The only true radicalism is "bourgeois" radicalism. Murray once remarked that human civilization reached its pinnacle in the Baroque era: the true radicals, the real cultural progressives, are John Locke, Isaac Newton, and Johann Sebastian Bach.
Many of our libertarian "progressive" friends cannot understand why the kids — especially the college kids who are always assumed to be "progressive" are turning to an "unprogressive" fellow such as Ron Paul. But the kids have seen what cultural "progressivism" really means — the wrecked families, the wasted lives, the parents who decline to take responsibility for their own children or for themselves, the forty-somethings who act like spoiled infants.
"Progressivism" is passé.
I gave up predicting Presidential elections long ago. I have no idea who will take the oath of office on January 20, 2009 (and neither does anyone else).
But I will predict this.

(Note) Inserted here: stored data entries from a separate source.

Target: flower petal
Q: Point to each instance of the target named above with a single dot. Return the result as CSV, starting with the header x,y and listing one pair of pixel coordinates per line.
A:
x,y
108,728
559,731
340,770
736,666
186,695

The "unprogressive," "bourgeois," natural-rights philosophy of Ron Paul (and Murray Rothbard and Thomas Jefferson and John Locke) is the wave of the future.
Human beings are creatures of a specific nature. Young mammals need a great deal of parenting, and young humans need more careful and more dedicated parenting than any other mammals. Humans' primary means of survival is their mind, and they can only fully use their minds in a society that accepts the primacy of natural rights. And, in a society that acknowledges natural rights, it is those, like Ron Paul, who exhibit the "bourgeois virtues" — self-control, honesty, thrift, courtesy, reason, etc. — who will flourish and who will have children who themselves can carry forward the banner of civilization.
I only wish that I were a member of my children's generation so that I could follow the revolution through to its end and see the new world in which all human beings are acknowledged to be "endowed with certain inalienable rights" upon which no human government will dare tread.
We are witnessing the unfolding of the political and cultural revolution that Murray Rothbard foretold four decades ago. And isn't it fun to be a part of it!